With the millennial generation almost fully immersed into the working world, their impact on employer expectations are now coming to fruition. For example, no longer are flexible working arrangements for new parents alone and it’s time to bust the ‘mum-myth’ once and for all. In a four-year study by PwC* they discovered that flexible working hours were more important to the millennial generation than cash bonuses, something that has been a gradual shift in desires since the ‘baby-boomer’ generation moved into retirement mode.
But what’s so great about it? With flexible working hours comes control over work/life balance, more time for personal development and leisure time, in addition to opportunities to care for children or other dependents. The need for working patterns that break the 9-5 mould is on the rise in part to the millennial’s reinforcement of the gig economy. What’s different about this generation is that they no longer want flexible hours, they expect it. If a company cannot afford to offer it, they risk losing out on a highly skilled workforce who know they can find it elsewhere.
We know companies are worried about being able to offer flexible working hours for some roles but not all, opening themselves up to discrimination and a disgruntled workforce. Moreover, could the teamwork dynamic be shattered if no one is in at the same time to create the cohesion? Truth be told, the positives far outweigh the potential pitfalls, but only if employers are ready to come around to the millennial’s way of thinking.

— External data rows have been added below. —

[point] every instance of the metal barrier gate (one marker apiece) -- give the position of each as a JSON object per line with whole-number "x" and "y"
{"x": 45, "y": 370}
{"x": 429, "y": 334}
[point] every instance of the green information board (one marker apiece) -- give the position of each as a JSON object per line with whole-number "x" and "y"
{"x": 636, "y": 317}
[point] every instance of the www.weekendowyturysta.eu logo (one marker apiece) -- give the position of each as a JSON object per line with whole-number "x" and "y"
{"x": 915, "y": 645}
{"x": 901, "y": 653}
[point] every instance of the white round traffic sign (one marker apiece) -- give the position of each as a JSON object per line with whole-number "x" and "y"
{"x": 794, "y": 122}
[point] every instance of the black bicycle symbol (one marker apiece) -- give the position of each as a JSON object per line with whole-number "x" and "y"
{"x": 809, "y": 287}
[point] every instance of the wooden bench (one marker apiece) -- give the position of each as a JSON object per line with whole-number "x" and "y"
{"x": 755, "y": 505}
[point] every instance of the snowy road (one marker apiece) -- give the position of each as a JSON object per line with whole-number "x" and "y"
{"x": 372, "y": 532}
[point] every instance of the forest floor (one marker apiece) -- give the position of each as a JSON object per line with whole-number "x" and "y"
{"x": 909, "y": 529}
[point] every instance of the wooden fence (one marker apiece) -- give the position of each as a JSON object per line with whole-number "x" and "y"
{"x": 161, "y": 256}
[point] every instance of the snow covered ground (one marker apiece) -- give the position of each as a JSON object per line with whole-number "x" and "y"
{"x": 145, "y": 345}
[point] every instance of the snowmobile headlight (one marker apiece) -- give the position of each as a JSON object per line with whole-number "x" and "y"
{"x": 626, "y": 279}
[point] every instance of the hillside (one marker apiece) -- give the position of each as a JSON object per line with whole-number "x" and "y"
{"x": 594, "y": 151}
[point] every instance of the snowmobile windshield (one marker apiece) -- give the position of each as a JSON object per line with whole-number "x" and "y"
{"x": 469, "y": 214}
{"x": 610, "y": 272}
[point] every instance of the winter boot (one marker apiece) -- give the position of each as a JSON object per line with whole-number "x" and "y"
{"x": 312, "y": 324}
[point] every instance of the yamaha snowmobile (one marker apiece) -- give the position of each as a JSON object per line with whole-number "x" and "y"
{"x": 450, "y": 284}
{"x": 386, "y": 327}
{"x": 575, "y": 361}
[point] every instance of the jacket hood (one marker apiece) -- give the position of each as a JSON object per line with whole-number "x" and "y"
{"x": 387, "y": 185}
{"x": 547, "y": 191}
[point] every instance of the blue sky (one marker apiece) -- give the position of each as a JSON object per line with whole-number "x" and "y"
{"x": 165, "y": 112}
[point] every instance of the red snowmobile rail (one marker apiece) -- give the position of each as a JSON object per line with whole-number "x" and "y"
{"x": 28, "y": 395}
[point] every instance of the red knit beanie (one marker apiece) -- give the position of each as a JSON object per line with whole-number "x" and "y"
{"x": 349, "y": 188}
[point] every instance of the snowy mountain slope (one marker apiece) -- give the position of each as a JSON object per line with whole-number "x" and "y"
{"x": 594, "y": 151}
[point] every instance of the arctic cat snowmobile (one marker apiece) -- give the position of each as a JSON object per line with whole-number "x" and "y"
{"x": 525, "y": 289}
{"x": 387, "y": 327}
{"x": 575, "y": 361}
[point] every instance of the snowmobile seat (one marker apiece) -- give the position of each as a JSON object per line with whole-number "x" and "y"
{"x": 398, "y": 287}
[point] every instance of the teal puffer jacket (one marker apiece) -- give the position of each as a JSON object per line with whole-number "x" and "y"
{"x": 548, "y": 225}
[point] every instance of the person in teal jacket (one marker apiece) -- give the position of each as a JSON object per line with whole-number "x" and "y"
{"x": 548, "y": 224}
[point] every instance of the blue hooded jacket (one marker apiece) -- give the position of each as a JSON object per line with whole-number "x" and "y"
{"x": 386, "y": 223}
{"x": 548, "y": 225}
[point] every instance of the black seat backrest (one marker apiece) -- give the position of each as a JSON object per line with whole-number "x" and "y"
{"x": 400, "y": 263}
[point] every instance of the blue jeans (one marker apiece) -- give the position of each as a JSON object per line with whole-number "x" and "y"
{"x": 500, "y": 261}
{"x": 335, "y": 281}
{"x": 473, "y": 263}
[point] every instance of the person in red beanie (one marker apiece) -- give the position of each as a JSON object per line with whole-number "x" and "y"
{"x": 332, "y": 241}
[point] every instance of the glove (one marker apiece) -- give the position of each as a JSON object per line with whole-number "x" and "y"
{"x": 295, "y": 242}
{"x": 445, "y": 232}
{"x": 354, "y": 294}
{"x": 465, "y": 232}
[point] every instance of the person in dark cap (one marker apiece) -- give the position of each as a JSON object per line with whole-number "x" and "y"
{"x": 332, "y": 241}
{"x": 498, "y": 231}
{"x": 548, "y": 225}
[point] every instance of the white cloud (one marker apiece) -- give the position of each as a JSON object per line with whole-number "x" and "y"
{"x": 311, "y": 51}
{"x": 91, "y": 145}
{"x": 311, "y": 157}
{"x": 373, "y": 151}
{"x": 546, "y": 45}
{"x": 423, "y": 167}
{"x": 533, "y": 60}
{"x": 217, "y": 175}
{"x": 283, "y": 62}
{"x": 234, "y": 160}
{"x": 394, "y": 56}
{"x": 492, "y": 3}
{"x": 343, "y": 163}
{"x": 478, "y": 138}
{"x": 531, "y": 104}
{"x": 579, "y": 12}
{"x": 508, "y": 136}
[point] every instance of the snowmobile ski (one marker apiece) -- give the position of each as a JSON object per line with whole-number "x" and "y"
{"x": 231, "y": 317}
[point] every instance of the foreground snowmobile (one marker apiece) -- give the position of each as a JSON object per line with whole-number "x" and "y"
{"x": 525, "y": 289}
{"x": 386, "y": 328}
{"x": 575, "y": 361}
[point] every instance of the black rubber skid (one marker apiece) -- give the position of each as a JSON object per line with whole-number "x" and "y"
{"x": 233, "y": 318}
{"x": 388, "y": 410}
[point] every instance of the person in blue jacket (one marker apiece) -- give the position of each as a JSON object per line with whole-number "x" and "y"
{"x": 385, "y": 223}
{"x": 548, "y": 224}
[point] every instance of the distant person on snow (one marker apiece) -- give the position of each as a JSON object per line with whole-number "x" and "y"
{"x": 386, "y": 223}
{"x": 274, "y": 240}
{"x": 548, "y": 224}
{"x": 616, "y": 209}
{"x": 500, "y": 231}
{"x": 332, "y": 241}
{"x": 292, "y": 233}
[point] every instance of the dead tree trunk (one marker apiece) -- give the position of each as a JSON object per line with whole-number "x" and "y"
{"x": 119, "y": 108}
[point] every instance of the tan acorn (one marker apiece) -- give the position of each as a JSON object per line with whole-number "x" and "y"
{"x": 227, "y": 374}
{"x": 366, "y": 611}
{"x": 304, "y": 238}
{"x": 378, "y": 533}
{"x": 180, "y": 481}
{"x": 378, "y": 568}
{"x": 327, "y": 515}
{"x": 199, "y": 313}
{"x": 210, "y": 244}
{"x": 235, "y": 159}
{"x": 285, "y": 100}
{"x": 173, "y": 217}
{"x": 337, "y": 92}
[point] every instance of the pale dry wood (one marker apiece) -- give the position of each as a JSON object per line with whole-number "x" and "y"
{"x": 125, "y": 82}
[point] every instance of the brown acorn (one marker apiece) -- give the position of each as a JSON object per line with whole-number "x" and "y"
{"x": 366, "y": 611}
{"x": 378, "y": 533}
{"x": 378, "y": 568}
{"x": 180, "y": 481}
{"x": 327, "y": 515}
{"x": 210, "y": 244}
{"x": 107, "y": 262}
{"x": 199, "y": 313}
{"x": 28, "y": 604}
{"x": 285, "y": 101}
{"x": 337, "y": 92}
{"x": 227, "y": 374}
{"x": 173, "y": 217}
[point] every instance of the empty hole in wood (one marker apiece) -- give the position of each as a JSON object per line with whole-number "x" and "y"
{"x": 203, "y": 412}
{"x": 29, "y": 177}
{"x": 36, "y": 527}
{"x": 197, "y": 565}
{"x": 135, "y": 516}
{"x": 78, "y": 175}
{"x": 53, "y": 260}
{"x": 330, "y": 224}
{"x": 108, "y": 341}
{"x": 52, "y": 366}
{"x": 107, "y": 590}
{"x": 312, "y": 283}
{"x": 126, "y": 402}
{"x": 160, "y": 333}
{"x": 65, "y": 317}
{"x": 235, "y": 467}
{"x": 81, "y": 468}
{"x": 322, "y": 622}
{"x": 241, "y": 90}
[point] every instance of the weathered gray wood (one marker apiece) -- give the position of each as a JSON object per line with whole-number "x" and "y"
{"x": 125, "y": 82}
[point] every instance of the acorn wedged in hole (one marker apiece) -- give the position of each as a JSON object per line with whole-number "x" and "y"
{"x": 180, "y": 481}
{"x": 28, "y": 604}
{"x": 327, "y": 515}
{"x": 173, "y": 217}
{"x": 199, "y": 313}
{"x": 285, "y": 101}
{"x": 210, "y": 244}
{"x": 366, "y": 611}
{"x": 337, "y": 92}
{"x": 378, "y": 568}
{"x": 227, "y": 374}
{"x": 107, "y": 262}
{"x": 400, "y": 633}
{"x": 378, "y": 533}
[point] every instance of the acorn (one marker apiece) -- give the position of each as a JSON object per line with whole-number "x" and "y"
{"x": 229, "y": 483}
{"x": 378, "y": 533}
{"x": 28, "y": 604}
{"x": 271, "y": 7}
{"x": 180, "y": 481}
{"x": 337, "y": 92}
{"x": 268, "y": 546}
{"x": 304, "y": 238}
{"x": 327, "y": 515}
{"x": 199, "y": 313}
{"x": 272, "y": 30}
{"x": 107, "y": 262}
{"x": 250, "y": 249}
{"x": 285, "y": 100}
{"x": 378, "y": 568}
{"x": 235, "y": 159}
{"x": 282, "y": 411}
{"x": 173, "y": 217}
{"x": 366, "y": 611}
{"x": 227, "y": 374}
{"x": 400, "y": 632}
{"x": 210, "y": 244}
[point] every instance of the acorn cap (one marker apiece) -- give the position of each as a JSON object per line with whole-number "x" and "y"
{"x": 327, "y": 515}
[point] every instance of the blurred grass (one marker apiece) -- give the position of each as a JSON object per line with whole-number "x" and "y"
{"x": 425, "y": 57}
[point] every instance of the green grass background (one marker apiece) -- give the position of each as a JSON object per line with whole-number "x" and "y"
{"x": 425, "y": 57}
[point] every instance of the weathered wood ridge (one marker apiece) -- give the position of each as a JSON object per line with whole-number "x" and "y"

PwC’s research highlighted that a millennial’s use of technology and affinity to the digital world sets them apart from other workforce generations. Having grown up with WiFi, smartphones and social media, they are, as PwC explains: “The first generation to enter the workplace with a better grasp of a key business tool than more senior workers.” With that in mind, they have the tools to work in exactly the same way and be just as productive away from the workplace as if they were there. Ultimately, millennials believe that as long as they can get the job done why should it matter where they do it?
We know from the companies that we work with; flexible working hours are a huge draw for talented millennials and they’ve made great strides to put these benefits in place as quickly as possible. Legally employees with at least 26 weeks’ continuous employment with their employer can make the request for flexible working, whether it’s accepted is another matter. But with an even more formidable Generation Z hot on the heels of millennials, and an even bigger expectation for their needs to be met, can you really afford not to?